以上の技術を用いてジャンル変換されたものがこちらです、The BeatlesのLet It BeをPopからClassicに変換したものです。(左が変換前、右が変換後)

変換結果の曲としての良し悪しは個々人それぞれかもしれませんが,Let It Be を Classic に変換するとこのような興味深い結果が得られるようです.

Let It Be 以外にも,Jazz からは Miles Davis の So What など,さまざまな楽曲でジャンル変換が試されています.この研究の YouTube チャンネルも視聴されると面白いかもしれません

Further Thoughts

この研究は,GAN を使って音楽をシンボルレベルでジャンル変換することを試みた最初の研究です.この技術が成熟すれば,楽曲の別ジャンルへのアレンジメントが容易になり,さまざまなアレンジメントの試行錯誤を手助けしてくれそうです.
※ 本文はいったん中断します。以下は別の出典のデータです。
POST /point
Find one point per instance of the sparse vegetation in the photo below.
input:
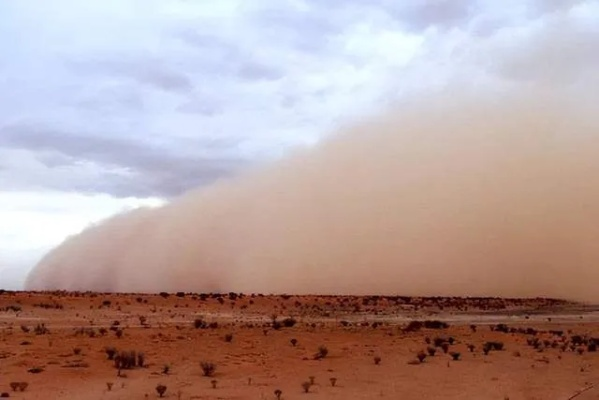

MIDI 形式データでは各楽器に対応して複数のトラックを持つことができますが,学習をシンプルにするために,この研究では複数トラックをそのままでは扱わず,単一のトラックに落とし込んでから扱っています.そのため,パートが多く,単一トラックに落とし込むと煩雑になる,交響曲のような音楽は扱えていません.また,ドラムは他の楽器で表現することが難しいため,ドラムのトラックはそもそも除外しています.さらには,velocity (音の強度) や duration (発音の長さ) などの情報もまだ扱えていませし,楽曲の構造も 4/4 拍子に限定されています.

今後の研究で,複数の楽器を扱えるようになり,楽曲を構成する情報を余すところなく扱えるようになれば,よりダイナミックに,そしてよりリアルにジャンル変換することが可能になるかもしれません.その際には,より面白い変換例を見せてくれるでしょう.